In UK men are 14 times more likely to get cancer

Dr. Weeks’ Comment:  Cancer is on the rise.   More than 1 in 8 women in America will get breast cancer.  And in England, more are 14 times more likely to get cancer than are women.  Why? Because of lifestyle factors.   Is any government doing research about improving lifestyle factors? Nope.

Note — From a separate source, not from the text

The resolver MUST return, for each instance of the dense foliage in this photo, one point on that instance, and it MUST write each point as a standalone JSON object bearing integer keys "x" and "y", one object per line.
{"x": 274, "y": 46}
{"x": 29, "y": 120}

Not to speak of.  The governments are too busy supporting  the agenda of Big Pharma (the largest and most powerful lobby in the USA!)    We have the anti-cancer strategy which is proven to be most cost effective: Corrective health doctors focus on improving lifestyle as well killing cancer cells.  

“”By making lifestyle changes many thousands of cases of cancer in men could be prevented.”

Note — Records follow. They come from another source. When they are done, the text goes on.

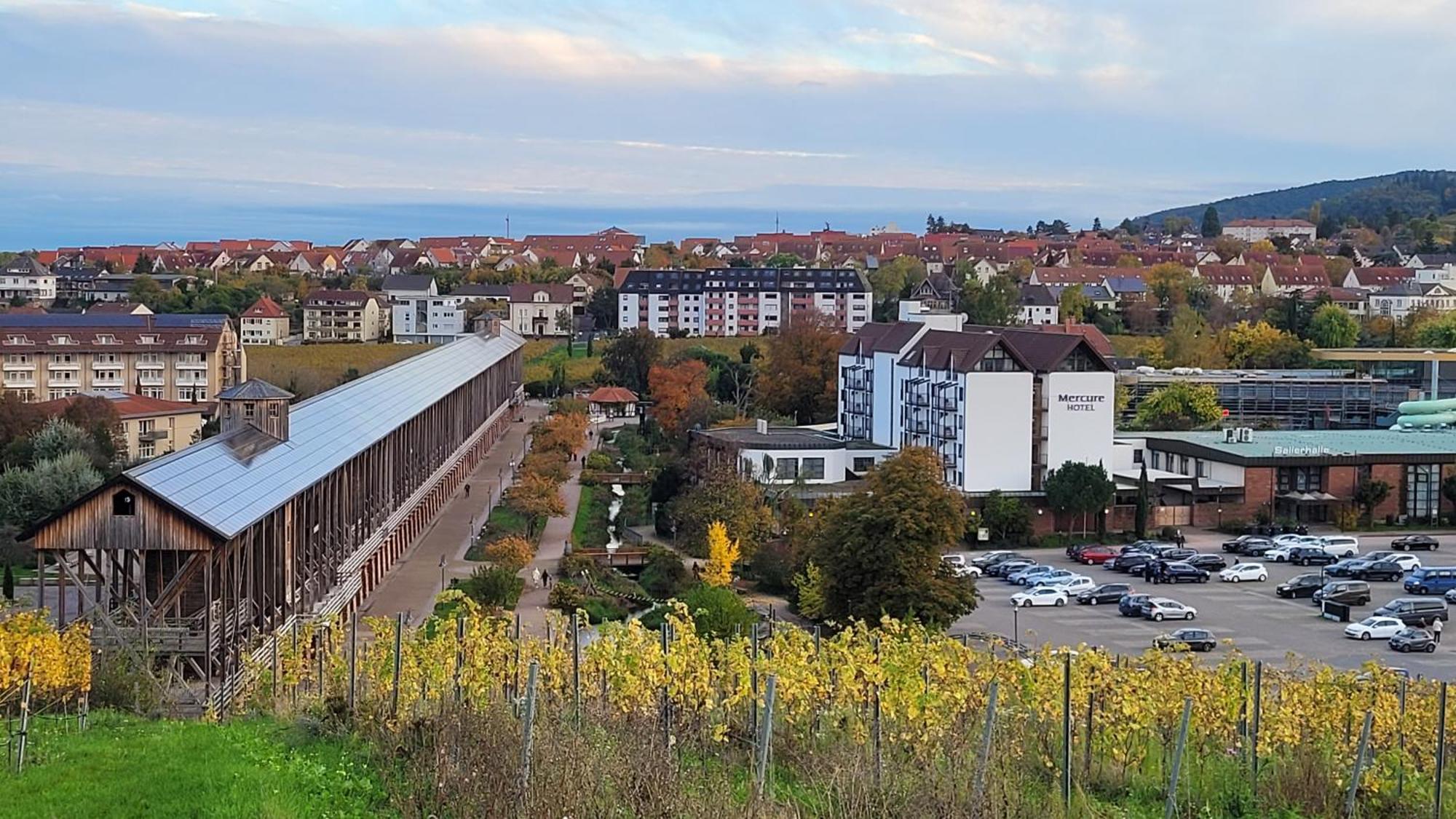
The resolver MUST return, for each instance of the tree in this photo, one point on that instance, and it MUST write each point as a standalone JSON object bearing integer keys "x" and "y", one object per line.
{"x": 994, "y": 304}
{"x": 809, "y": 586}
{"x": 1333, "y": 327}
{"x": 1212, "y": 226}
{"x": 631, "y": 357}
{"x": 882, "y": 548}
{"x": 679, "y": 395}
{"x": 723, "y": 554}
{"x": 1074, "y": 304}
{"x": 1080, "y": 488}
{"x": 1371, "y": 494}
{"x": 1141, "y": 513}
{"x": 512, "y": 551}
{"x": 802, "y": 375}
{"x": 1180, "y": 405}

Men get cancer more than women because of poor lifestyles

Men in Britain are much more susceptible to cancer than women because of their poor lifestyles, a world health expert has warned.

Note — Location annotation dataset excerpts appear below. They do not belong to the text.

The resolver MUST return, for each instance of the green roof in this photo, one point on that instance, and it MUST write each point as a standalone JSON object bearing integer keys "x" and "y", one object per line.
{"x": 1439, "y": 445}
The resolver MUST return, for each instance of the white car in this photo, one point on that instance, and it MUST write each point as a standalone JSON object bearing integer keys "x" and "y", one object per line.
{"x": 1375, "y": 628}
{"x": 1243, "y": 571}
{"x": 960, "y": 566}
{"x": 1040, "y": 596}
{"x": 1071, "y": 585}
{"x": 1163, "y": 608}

By , Science Correspondent

5:30AM GMT 15 Nov 2010


Figures show that men are 14 per cent more likely to develop the disease than their female counterparts in England.

But this is “not inevitable” claims Dr Rachel Thompson, deputy head of science for World Cancer Research Fund (WCRF), and is mainly down to their bad diet and alcohol consumption.

Men score higher on almost all cancer risk factors apart from physical activity, where they do more of this than women.

But surveys have shown they are less aware of the link between lifestyle and the disease, which has led WCRF to produce a Men’s Health Guide to improve their knowledge of how they can help protect themselves.

In 2008 there were 156,594 deaths from cancer in the UK – 81,587 men and 75,007 women.

Cancer causes 28 per cent of deaths among men, the second highest after heart and circulatory disease at 37 per cent.

Dr Thompson said: “Men have higher rates of many diseases than women so it might sometimes seem like this is just a fact of life.

“But while it is true that there are some biological reasons for the difference, we need to get across the message that the higher rates of cancer in men are not inevitable.

“By making relatively simple lifestyle changes such as eating more fruit and vegetables, maintaining a healthy weight and cutting down on alcohol, men can make a real difference to their cancer risk.

“But it is a concern that as well as having, on average, less healthy habits than women, men are also less aware of the potential consequences of these habits.

“This is because unless they are aware of how cancer can be prevented, they are not in a position to make their own informed choices.”

The five most common cancers in men are prostate with about 36,100 cases diagnoses each year followed by lung (22,300), bowel (21,000), mouth and throat (5,400) and oesophageal (5,200).

Dr Thompson said: “Each year nearly 150,000 men are diagnosed with cancer.

“By making lifestyle changes many thousands of cases of cancer in men could be prevented.”

Government figures show 66 per cent of men in England are overweight, compared to 57 per cent of women.

They also do not eat enough fruit and veg while eating more fats, sugars and preservatives and drinking sugary drinks than women.

In 2007, 31 per cent of men in England reported drinking more than the recommended limit of 21 units of alcohol a week.

The Men’s Health Guide includes information about risk factors, the most common types of cancer in men and practical advice on making healthy changes, including activity ideas and recipes.

Jessica Harris, Cancer Research UK’s senior health information officer, said: “Men are more likely to develop cancer than women, but living healthily can reduce cancer risk for both sexes.

“Not smoking, drinking less alcohol, keeping a healthy weight, being physically active, eating a healthy balanced diet and enjoying the sun safely can all make a big contribution to cutting the chance of developing cancer.

“Small changes to lifestyle habits can make a big difference to cancer risk.”